La fin des indemnités de transport et de repas, remplacées par des « tickets resto », et la suppression du treizième mois pour ceux qui gagnent plus de 2,5 fois le Smic. C’est ce que prévoie l'accord de performance collective (APC) qui doit entrer en vigueur chez Derichebourg Aeronautics Services, un sous-traitant d' Airbus plongé dans la difficulté par la crise sanitaire. Sans cet APC, la direction brandissait la menace d’un plan social laissant sur le carreau 700 des 1.600 salariés de l’entreprise qui travaillent pour 1.400 d’entre eux à Toulouse.

« On a choisi de sauver l’emploi », indique Eric Fabre, le secrétaire général FO du CSE, signataire de l’accord en tant que syndicat majoritaire et dont le blanc-seing rend possible l’APC.

« L’effort pèse uniquement sur les salariés »

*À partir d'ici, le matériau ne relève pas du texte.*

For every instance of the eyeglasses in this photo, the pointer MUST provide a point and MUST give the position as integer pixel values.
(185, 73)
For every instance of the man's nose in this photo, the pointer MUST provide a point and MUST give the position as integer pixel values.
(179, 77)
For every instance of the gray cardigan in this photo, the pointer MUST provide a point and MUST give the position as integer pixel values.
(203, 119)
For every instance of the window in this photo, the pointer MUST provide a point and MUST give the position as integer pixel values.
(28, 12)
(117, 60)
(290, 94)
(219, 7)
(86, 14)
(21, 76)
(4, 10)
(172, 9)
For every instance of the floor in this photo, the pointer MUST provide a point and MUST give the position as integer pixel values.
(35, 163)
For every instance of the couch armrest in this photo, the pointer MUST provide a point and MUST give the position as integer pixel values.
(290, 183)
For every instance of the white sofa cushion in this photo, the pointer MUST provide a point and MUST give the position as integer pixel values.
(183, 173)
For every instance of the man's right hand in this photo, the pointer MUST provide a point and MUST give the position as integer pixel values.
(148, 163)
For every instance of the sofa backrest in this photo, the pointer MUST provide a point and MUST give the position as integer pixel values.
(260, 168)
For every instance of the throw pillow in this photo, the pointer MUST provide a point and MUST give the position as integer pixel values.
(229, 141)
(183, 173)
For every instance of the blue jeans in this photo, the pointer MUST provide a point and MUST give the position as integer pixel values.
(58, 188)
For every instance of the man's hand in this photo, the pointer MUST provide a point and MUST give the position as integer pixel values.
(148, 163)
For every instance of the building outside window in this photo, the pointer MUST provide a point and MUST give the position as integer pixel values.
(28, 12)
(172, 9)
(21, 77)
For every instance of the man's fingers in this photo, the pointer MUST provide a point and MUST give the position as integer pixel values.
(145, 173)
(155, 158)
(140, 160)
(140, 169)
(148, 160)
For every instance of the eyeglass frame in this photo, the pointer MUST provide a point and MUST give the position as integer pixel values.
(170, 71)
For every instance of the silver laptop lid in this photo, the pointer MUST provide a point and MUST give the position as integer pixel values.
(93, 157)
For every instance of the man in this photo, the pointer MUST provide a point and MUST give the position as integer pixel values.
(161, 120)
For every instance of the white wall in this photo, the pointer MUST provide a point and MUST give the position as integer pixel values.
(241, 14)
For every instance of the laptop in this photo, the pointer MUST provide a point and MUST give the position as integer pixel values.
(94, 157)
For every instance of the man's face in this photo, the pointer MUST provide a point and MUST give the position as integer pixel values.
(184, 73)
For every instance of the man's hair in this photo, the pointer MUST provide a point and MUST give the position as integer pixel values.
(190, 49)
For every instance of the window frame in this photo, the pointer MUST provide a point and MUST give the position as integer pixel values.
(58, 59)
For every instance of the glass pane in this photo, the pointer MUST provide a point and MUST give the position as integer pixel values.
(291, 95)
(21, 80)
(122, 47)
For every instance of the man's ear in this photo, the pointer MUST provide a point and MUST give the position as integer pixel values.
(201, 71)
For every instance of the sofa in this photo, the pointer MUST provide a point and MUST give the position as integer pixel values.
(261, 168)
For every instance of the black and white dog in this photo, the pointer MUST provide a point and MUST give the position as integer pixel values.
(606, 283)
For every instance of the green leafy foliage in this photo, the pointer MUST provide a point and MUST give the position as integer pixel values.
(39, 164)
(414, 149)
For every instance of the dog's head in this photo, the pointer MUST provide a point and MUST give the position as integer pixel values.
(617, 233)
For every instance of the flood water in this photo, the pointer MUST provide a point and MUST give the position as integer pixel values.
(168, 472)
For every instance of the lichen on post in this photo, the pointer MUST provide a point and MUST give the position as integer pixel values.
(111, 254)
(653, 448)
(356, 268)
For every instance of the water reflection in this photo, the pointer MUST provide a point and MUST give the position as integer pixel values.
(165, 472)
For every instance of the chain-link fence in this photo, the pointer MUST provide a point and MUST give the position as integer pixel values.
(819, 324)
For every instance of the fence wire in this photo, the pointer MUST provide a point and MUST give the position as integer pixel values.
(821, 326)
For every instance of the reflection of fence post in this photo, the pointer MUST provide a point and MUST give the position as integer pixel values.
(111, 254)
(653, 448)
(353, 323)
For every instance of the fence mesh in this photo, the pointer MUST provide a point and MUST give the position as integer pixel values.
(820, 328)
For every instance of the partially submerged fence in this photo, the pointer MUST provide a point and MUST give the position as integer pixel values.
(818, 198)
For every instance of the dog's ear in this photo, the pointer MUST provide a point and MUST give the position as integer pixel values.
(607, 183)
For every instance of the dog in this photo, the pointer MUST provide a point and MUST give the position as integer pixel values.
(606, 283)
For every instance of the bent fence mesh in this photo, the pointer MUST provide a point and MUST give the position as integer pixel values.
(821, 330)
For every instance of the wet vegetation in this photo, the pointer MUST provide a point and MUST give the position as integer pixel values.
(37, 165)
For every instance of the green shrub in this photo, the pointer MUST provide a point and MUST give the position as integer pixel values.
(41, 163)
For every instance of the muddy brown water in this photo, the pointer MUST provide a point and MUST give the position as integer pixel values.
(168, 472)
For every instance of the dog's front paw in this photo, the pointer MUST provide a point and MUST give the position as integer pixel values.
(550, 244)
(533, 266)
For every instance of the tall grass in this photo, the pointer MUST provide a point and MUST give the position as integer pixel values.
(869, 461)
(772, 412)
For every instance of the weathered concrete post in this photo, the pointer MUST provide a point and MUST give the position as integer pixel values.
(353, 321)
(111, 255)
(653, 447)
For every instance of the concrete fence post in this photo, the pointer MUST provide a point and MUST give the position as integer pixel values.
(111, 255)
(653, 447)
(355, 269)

Mais cette validation provoque une fracture dans les rangs des salariés dont la coordination manifeste depuis plusieurs jours devant l’entreprise à Blagnac aux côtés de l’Unsa et de la CFE-CGC.

Ils étaient 200 à 300 encore rassemblés ce vendredi matin. « Nous dénonçons la perte d’acquis sociaux qui a été décidée de façon précipitée alors qu’un plan d’aides de 15 milliards d’euros a été présenté mardi [par le gouvernement] », s’indigne un représentant de l’Unsa. « La CFE-CGC ne signera pas cet accord, nous n’avons pas eu de véritables négociations et l’effort pèse uniquement sur les salariés », déplore sa représentante, Carine Adam.

En grève depuis mardi, les salariés hostiles à l’APC doivent décider ultérieurement de la suite à donner à leur mouvement.